It is very important to understand that all raw honey is liquid when extracted. If it is granulated (solid) in the comb, you can not extract it! So all of our honeys are extracted and bottled in liquid form. Granulation often, but not always, occurs later depending on storage temperatures and floral source. The rate of granulation may vary from season to season.
Like fine wine, varietal honeys contain a recognizable, repeatable taste and flavor which is characteristic of the nectar of their floral source. Varietal honeys can be the result of agricultural production. For example, blueberry and orange honey result from planting thousands of acres of these fruits with the placement of hives in near proximity. In the wild, neither of these plants would produce a honey in significant enough quantity to produce a recognizable flavor. On the otherhand, varietal honeys like Astor, Sweet clover, Goldenroad and Sage are all considered “volunteer” as they are found in non-cultivated environments. The occurance of varietal honeys under any condition are one of the remarkable things in beekeeping and in nature itself.
Local honey is produced from flowers found nearby your home. Crystals All Natural and New York’s Own Honeys are produced primarily from aster and goldenrod. If you live in the eastern United States, these flowers can be found close to your home. While goldenrod and aster are present in urban and suburban areas it is often difficult to produce sufficient quantity to extract a surplus. Crystal’s local honeys are produced in upstate New York where abundant fields of these flowers exist. Crystals Honey urges you to eat local honey wherever you may find it.

“What do I do with another jar of honey?”

It’s OK to own more than one jar of honey at a time!

Here is what to do with the jar of honey you already have so you will put it on your list to buy another jar of honey… and another and another…

  • Put honey in your tea – hot or cold – black, green, or white.
  • Put honey in your coffee in the morning.
  • Put honey on your ice cream at night.
  • Put honey in your chai.
  • Put honey on your toast, or on your cereal.
  • Make a trench in your cream cheese on the bagel and add honey.

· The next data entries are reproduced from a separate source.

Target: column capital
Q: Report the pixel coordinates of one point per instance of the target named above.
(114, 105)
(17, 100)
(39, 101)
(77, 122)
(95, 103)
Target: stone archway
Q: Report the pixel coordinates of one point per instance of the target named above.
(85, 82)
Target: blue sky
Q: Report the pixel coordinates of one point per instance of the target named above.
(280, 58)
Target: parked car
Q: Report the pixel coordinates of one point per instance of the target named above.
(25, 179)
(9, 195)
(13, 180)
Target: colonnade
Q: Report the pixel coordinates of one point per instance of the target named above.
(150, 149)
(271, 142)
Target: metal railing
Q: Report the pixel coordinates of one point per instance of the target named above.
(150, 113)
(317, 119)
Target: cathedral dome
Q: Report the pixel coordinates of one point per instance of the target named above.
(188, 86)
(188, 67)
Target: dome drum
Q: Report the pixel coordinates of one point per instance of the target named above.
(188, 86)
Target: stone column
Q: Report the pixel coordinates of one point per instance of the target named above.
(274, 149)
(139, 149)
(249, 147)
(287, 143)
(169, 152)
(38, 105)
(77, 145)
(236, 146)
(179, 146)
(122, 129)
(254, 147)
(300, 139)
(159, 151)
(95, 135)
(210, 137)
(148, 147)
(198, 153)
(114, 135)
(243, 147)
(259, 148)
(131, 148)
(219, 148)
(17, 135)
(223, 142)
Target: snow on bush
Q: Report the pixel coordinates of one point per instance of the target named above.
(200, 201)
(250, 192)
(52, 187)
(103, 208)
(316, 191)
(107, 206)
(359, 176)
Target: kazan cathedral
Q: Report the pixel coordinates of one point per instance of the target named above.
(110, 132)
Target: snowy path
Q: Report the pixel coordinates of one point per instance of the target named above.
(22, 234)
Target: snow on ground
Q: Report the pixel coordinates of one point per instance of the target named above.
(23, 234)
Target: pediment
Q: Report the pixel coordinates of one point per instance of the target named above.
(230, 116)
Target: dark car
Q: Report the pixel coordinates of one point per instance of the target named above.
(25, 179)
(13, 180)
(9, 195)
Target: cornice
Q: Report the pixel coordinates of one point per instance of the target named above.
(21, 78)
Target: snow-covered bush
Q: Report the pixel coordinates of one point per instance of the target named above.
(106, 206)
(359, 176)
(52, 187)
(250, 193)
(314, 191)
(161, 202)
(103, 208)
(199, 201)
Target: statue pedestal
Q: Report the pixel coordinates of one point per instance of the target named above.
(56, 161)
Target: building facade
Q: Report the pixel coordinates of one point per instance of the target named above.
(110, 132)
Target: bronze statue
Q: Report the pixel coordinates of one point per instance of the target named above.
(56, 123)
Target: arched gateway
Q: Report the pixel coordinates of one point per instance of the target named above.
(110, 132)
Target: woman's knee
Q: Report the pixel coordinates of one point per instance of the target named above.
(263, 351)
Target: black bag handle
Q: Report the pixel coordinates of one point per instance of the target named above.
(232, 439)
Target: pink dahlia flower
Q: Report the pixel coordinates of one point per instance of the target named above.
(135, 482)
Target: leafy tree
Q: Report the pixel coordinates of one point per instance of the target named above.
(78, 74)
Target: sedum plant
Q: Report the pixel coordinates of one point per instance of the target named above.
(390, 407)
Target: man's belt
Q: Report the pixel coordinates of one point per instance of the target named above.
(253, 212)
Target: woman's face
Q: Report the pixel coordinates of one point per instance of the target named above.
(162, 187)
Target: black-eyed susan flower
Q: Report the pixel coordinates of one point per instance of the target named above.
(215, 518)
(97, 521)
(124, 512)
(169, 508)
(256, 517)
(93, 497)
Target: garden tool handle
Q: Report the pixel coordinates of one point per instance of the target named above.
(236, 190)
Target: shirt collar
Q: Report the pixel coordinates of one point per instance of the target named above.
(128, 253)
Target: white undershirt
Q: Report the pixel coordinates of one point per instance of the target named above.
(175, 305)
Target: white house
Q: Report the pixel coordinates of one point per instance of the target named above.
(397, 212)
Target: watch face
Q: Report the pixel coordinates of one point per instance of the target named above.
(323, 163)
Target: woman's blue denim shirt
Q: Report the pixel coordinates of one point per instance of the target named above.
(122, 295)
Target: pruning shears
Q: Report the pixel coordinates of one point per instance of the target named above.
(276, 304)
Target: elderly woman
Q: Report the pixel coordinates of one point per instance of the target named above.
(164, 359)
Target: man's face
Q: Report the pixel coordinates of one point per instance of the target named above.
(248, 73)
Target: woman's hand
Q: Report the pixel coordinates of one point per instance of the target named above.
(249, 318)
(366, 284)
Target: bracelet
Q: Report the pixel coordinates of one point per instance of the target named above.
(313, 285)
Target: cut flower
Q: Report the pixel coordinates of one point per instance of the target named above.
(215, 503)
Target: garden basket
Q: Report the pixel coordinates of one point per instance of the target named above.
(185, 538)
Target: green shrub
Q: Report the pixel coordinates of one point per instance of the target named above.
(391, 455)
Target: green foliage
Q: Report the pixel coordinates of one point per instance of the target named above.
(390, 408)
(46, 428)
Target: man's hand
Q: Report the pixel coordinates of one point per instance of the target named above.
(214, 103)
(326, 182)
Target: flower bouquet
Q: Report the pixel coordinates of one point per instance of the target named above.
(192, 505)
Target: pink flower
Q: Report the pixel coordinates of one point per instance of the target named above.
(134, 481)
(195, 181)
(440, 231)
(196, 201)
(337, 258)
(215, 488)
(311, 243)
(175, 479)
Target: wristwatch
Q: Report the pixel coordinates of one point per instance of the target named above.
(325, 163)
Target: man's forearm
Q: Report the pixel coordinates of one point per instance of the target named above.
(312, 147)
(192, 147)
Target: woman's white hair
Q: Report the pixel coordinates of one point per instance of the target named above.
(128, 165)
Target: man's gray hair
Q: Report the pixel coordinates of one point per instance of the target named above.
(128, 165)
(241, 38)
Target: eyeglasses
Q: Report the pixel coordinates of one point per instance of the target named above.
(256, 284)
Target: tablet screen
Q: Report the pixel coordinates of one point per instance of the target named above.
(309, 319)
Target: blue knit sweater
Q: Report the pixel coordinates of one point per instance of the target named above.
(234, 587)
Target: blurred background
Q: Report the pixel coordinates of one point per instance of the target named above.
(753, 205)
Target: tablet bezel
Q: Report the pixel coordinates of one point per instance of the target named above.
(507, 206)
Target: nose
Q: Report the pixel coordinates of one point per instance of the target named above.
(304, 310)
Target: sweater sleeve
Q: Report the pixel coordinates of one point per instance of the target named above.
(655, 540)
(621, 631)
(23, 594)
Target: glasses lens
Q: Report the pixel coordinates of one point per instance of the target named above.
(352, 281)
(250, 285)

  • Be Greek – put it in your plain yogurt.
  • Any time of the day or night.
  • Make a peanut butter and honey sandwich for lunch.
  • If you use Crystal’s All Natural honey, you won’t have to eat over the kitchen sink, because this honey stays where you put it!

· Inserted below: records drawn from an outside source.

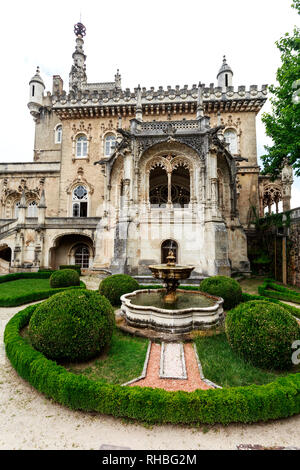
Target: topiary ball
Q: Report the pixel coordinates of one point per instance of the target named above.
(74, 325)
(262, 333)
(222, 286)
(113, 287)
(64, 278)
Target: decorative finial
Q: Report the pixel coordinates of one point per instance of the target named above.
(139, 112)
(199, 113)
(79, 29)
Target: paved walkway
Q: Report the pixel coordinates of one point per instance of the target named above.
(28, 420)
(172, 366)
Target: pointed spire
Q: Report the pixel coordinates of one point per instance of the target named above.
(139, 111)
(118, 79)
(23, 200)
(42, 203)
(200, 114)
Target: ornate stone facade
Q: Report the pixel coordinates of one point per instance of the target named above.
(120, 174)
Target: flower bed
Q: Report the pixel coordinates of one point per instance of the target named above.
(277, 399)
(270, 289)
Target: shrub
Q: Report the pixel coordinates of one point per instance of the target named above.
(76, 267)
(262, 333)
(72, 326)
(254, 403)
(64, 278)
(222, 286)
(113, 287)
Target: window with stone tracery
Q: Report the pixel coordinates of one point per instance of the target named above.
(79, 202)
(58, 134)
(32, 209)
(172, 187)
(81, 146)
(230, 136)
(16, 209)
(109, 144)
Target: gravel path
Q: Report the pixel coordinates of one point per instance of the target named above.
(30, 421)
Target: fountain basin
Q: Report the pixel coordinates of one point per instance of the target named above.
(202, 311)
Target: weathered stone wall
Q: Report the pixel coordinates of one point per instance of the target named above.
(293, 254)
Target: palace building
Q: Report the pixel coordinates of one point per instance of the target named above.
(118, 176)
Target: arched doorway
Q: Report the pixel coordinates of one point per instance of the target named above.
(5, 258)
(82, 256)
(180, 191)
(158, 187)
(166, 246)
(72, 249)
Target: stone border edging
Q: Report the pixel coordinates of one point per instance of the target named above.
(144, 372)
(208, 382)
(161, 369)
(248, 404)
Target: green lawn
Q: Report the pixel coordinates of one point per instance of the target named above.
(222, 366)
(23, 286)
(122, 362)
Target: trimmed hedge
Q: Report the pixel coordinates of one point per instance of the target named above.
(18, 299)
(72, 326)
(113, 287)
(222, 286)
(76, 267)
(293, 310)
(262, 333)
(33, 275)
(64, 278)
(279, 399)
(270, 289)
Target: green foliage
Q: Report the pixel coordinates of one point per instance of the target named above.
(262, 333)
(122, 362)
(64, 278)
(16, 276)
(222, 286)
(290, 308)
(21, 288)
(270, 289)
(113, 287)
(278, 399)
(224, 367)
(282, 124)
(76, 267)
(72, 326)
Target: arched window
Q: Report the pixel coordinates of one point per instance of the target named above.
(166, 246)
(16, 210)
(58, 134)
(82, 256)
(79, 202)
(109, 144)
(32, 210)
(81, 146)
(231, 138)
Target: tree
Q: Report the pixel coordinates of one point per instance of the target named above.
(283, 123)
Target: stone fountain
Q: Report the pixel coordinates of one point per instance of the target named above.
(170, 309)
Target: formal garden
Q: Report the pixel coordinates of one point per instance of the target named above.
(70, 348)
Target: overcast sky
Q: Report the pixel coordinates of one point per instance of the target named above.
(157, 42)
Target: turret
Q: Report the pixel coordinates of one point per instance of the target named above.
(36, 94)
(78, 70)
(225, 75)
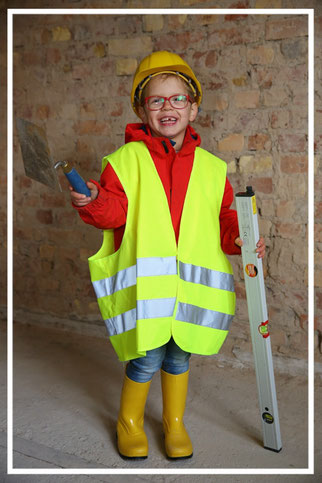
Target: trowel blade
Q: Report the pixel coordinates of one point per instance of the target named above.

  • Mix Orange Blossom honey with room temperature sour cream and pout on sliced strawberries, bananas, or other fruit for a mysteriously delicious dessert, whipped cream optional.

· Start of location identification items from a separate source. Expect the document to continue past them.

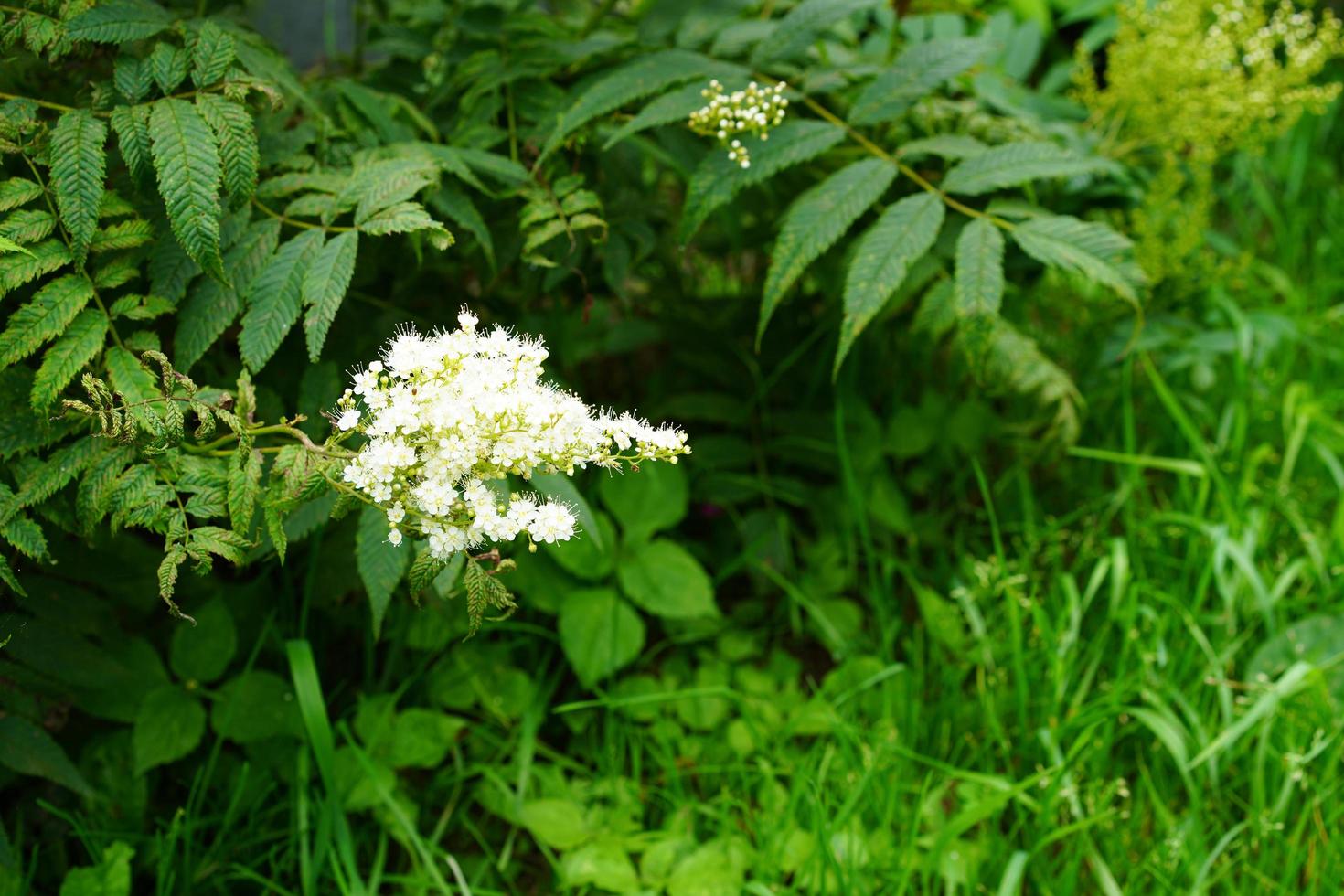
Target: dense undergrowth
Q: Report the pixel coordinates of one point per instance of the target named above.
(1006, 558)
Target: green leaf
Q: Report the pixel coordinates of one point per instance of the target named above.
(1014, 164)
(237, 136)
(980, 269)
(202, 652)
(274, 298)
(76, 348)
(50, 312)
(645, 501)
(325, 288)
(78, 168)
(905, 231)
(918, 70)
(187, 163)
(212, 306)
(28, 750)
(718, 179)
(1093, 251)
(119, 22)
(17, 191)
(109, 878)
(646, 74)
(243, 491)
(600, 633)
(256, 706)
(211, 54)
(168, 727)
(804, 25)
(560, 824)
(661, 578)
(380, 563)
(43, 258)
(816, 220)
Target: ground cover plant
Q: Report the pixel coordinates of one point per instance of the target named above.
(671, 448)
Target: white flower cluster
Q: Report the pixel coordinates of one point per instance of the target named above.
(752, 111)
(451, 415)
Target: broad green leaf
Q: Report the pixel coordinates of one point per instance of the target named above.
(380, 563)
(600, 633)
(646, 74)
(78, 168)
(76, 348)
(50, 312)
(119, 22)
(903, 232)
(168, 727)
(256, 706)
(654, 498)
(718, 179)
(325, 288)
(28, 750)
(1015, 164)
(816, 220)
(109, 878)
(603, 864)
(17, 191)
(202, 652)
(274, 298)
(661, 578)
(918, 70)
(1093, 251)
(211, 54)
(212, 306)
(237, 136)
(803, 26)
(980, 269)
(560, 824)
(187, 164)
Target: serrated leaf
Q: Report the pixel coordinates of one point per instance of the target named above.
(980, 269)
(325, 288)
(168, 65)
(274, 298)
(50, 312)
(16, 191)
(243, 491)
(644, 76)
(78, 168)
(76, 348)
(212, 306)
(211, 54)
(400, 218)
(718, 179)
(119, 22)
(380, 564)
(816, 220)
(187, 164)
(132, 126)
(801, 27)
(884, 252)
(40, 258)
(918, 70)
(1093, 251)
(237, 136)
(168, 727)
(27, 226)
(1015, 164)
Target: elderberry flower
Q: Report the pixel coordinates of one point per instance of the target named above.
(451, 415)
(752, 112)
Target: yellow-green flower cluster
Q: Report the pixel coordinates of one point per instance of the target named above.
(1191, 80)
(742, 112)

  • Eat honey by the teaspoon out of the jar – it beats commercially produced corn syrup based candy, hands down. It satisfies instantly – ask your resident Pooh Bear!
  • Put out sliced apples, sliced cheddar cheese, walnuts and honey for an after school snack.
  • Mash an orange around on the table, cut a hole in one end, stab the knife around inside, being careful NOT to puncture the skin, pour in some Crystal’s Cranberry or Crystal’s Wildflower and hand it to your kid for an after school snack. They will suck all the juice out, and then eat it all except for the peel. Have one yourself. It’s the Original Chewable Vitamin C!